Remarquez, je vous prie, messieurs, que les députés des deux Flandres ont voté presque tous pour l'emprunt, malgré la grandeur et l'énormité des charges qui pèsent particulièrement sur ces provinces, par la raison qu'elles payent le double de la contribution foncière des autres provinces. Ainsi, messieurs, les Flandres vont payer au taux de 20 pour cent du revenu, tandis qu'une province contiguë (le Hainaut) payera à peine au taux de 10 pour cent. Et, certes, vous conviendrez tous avec moi que c'est un triste privilège de payer le double des autres. (On rit.)
Je voulais aussi faire observer que, dans l'avance que le congrès a décrété de payer par anticipation la contribution foncière de cette année, ainsi que dans cet emprunt, les Flandres ont toujours le sort d'avoir le double de sacrifices à faire.
Je n'ai pris la parole que pour appeler l'attention de l'assemblée sur cette inégalité révoltante, dont les Flandres se plaignent depuis si longtemps, et qui est peut-être inconnue à plusieurs membres du congrès.
On m'assure que le ministre des finances vient d'ordonner que les travaux du cadastre soient repris, je crois, à dater du 15 de ce mois, et le motif pour lequel je prends la parole, comme député de la Flandre, est de l'exciter à faire poursuivre les évaluations avec toute l'activité possible.
Je désire qu'il puisse me donner l'espoir que les chambres législatives, qui se composeront peut-être de plusieurs membres de cette assemblée, pourront procéder, dès l'année prochaine, à la péréquation de la contribution foncière, d'après la statistique qui leur sera présentée des cantons cadastrés, pour que toute la Belgique ne paye, en 1833, que d'après une base proportionnelle égale.

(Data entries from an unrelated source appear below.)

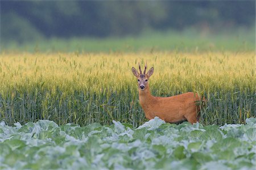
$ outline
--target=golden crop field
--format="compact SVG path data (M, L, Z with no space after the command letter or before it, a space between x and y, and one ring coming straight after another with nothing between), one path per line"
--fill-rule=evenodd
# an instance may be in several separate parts
M154 67L151 94L188 91L208 99L203 124L242 123L256 116L253 52L2 53L0 120L9 124L39 119L60 125L138 126L146 121L131 67Z

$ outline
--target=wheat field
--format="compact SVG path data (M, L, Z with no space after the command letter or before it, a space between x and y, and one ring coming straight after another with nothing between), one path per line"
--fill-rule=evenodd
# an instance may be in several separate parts
M151 94L192 91L208 100L203 125L243 123L256 116L253 52L2 53L0 120L8 124L40 119L59 125L147 121L131 67L154 67Z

Et, comme l'a dit fort bien notre honorable collègue M. Forgeur, à propos d'autres questions, qu'il n'y ait plus, en Belgique, de catégories ni de privilèges, et j'y ajoute, surtout en matière d'impôts ; j'espère que le congrès voudra bien apprécier les sentiments qui m'ont guidé en ne lui présentant ces observations qu'après l'adoption des projets de loi financiers. (J. B., 10 avril.)
M. Charles de Brouckere, ministre des finances, reconnaît que les députés des Flandres, et notamment ceux de la Flandre occidentale, ont toujours réclamé contre la surcharge dont vient de se plaindre le préopinant. Il promet (page 58) de faire travailler sans relâche au cadastre, mais il ne peut pas répondre que les opérations soient terminées aussitôt que le désirerait le préopinant parce qu'il faut une paix profonde pour les travaux du cadastre. (C., 10 avril.)